Puis, il en était de même pour la Banque des états de l’Afrique centrale « BEAC », en vertu de la nouvelle convention de compte d’opérations, signée le 5 janvier 2007 et qui a abaissé la quotité graduellement jusqu’à 50%, taux appliqué depuis le 1er juillet 2009.
Cette coopération monétaire entre la France et ses ex-colonies est « régie par quatre principes fondamentaux : garanties de convertibilité illimitée apportée par le trésor français, fixité des parités, libre transférabilité et centralisation des réserves de changes », indique le site officiel de la Banque de France.
Un pacte pour conserver une chasse gardée
Le renflouement du trésor de la Métropole par les colonies remonte au 19ème siècle. « Les autochtones payaient alors un impôt de capitation à la Métropole. Une imposition par tête d’habitant mais aussi pour les biens personnels (produits vivrières, cheptel…) payée individuellement ou collectées par des commis locaux », selon l’historien et enseignant-chercheur à l’Université Cheikh Anta Diop de Dakar, Moustapha Dieng.
« Expropriation » et « esclavagisme » sont donc les maîtres-mots d’une politique française qui ne fait que « freiner la marche de ses ex-colonies » souvent définies comme étant sa propre « chasse gardée », se désole Sy.
Une situation qui a pour clef de voûte, selon lui, un traité avec des clauses publiques et des clauses secrètes qui continue de guider les relations France-Afrique, servant l’intérêt de la Métropole, au détriment de l’intérêt de bien des pays et nations africaines, bien que datant d’un autre âge.
Mais, les « servitudes » du pacte colonial, que dément catégoriquement Paris, n’en finissent pas. A part le versement d’une part de leurs avoirs en devises, le contrôle de la monnaie des pays en question (le Franc CFA) garantit à la Métropole l’exclusivité des exportations des matières premières locales, le pouvoir du marché local pour les importations et la définition des politiques à adopter par les pays africains en question.
« Toute tentative solitaire de résistance finira par échouer »
L’autre cri d’alarme est lancé par Mamadou Koulibaly, ancien président de l’Assemblée nationale ivoirienne, du temps de Laurent Gbagbo. Auteur de l’ouvrage « Les servitudes du pacte colonial », ce nationaliste ivoirien a déjà posé le doigt sur le mal généré par les clauses secrètes du pacte. Parmi lesquelles, « l’interdiction totale ou partielle du marché colonial aux produits étrangers, l’obligation d’exporter les produits coloniaux exclusivement ou principalement vers la métropole ; l’interdiction, par la colonie, de produire des objets manufacturés, pour se limiter à la production de matières premières et de débouché commercial ; en contrepartie d’aide politique, militaire, culturelle et souvent économique ».

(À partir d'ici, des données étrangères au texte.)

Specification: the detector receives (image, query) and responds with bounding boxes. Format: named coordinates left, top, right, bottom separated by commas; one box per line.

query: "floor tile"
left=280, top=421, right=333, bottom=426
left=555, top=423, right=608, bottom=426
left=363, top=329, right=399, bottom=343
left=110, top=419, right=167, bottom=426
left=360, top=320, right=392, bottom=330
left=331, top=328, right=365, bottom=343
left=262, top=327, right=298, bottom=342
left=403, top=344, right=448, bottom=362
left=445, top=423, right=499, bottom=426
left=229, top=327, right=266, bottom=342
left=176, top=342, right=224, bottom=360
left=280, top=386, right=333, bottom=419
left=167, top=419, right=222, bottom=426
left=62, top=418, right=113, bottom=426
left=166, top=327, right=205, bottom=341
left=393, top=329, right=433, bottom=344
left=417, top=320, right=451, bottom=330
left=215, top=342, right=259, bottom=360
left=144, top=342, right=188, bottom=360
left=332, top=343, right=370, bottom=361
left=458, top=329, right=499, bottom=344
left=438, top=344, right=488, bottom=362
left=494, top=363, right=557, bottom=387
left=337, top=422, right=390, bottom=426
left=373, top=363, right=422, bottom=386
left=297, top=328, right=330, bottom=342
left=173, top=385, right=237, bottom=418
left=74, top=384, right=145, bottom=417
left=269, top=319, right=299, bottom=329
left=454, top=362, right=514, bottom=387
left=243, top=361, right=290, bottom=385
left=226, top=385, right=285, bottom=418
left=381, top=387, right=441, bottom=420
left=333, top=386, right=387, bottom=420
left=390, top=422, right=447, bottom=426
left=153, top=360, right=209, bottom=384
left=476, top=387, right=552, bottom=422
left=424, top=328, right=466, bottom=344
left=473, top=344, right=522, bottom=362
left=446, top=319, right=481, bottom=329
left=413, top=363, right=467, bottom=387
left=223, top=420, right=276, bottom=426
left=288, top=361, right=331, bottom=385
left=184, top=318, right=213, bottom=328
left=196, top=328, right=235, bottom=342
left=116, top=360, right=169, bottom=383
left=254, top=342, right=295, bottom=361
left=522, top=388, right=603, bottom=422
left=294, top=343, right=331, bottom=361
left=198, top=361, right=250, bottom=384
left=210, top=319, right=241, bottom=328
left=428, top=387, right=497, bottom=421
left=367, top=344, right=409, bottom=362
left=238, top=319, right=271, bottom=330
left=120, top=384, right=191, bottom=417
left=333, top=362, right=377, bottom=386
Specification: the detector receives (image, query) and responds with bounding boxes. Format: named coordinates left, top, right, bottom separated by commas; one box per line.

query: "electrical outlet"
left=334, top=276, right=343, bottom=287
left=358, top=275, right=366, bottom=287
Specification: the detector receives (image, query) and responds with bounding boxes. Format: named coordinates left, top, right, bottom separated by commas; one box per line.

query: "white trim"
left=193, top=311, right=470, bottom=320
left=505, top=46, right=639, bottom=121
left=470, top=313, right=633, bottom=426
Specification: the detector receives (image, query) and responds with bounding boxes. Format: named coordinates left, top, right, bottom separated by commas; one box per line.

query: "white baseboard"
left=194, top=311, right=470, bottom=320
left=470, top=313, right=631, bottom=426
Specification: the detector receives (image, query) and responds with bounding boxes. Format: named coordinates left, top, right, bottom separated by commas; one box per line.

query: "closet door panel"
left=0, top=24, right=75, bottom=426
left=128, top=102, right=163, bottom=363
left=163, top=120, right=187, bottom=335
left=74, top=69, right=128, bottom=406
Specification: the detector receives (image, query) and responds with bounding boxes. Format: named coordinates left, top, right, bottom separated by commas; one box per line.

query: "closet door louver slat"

Tout comme Siré Sy, Mahamadou Koulibaly, Moustapha Dieng, bien d’autres experts et penseurs africains sont conscient du mal colossal généré par ce pacte colonial. Sauf que les moyens de lutte et de résistance, sont très modestes, voire inefficaces, en l’absence de vrais leaders nationalistes, d’une union qui fait encore défaut à l’ensemble des dirigeants des pays concernés et de médias sérieux et responsables en mesure d’éveiller les consciences et de sensibiliser les peuples qui en payent le lourd tribut.
« Toute tentative solitaire de résistance finira par échouer. Les conflits armés qui pullulent dans le sahel en disent mieux. Il en faut une résistance collective assurée par les leaders politiques, les élites africaines et la société civile pour en finir avec ce pacte injuste », conclut le géostratège promettant de continuer le combat et d’œuvrer de concert avec le reste des nationalistes africains.